Because of out-of-process iframes, each frame sends a separate accessibility tree to the browser process, which is sometimes forwarded to automation extensions like ChromeVox. To be able to reconstruct the composed accessibility tree across frames, we need each accessibility tree to have a unique ID and trees need to identify the IDs of their parents and children.
Currently RenderFrames don't have unique IDs, so renderers send the routing ID of their own frame and of parent and child frames back to the browser process, where they need to be converted into (globally-unique) AXTreeIDs.
Instead, each RenderFrame could have a base::UnguessableToken that's synchronized across all processes, which could be used to directly reference other frames uniquely, no translation required. On the browser side, we could *verify* these ids but we wouldn't need to *translate* them.
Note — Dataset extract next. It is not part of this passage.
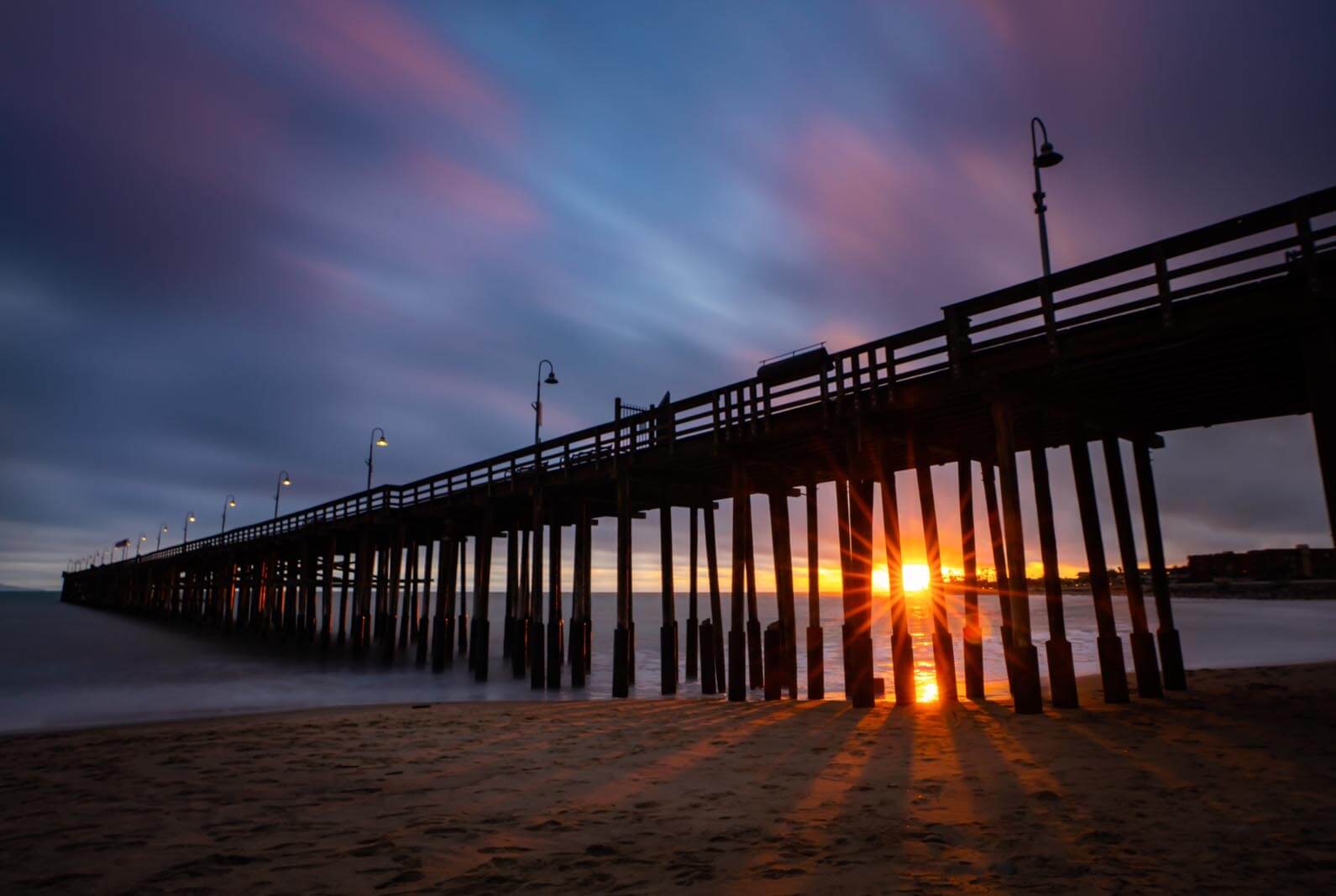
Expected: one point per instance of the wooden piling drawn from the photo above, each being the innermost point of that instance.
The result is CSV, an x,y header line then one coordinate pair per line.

This means less rewriting of structs.
Benefits:
* We can implement Onion Soup (having Blink talk directly to the browser process without a content layer) without "leaking" concepts like routing IDs into Blink
* RenderFrameHostImpl doesn't need to rewrite a AXContentNodeData into an AXNodeData
* Then we can get rid of AXContentNodeData and just use AXNodeData everywhere
* Mojo Apps (native aura/views apps in a separate process) could each have a unique AXTreeID too
* Eventually we might be able to route mojo messages directly from Blink to an extension like ChromeVox and bypass the browser process, as long as we were careful about not trusting AXTreeIDs.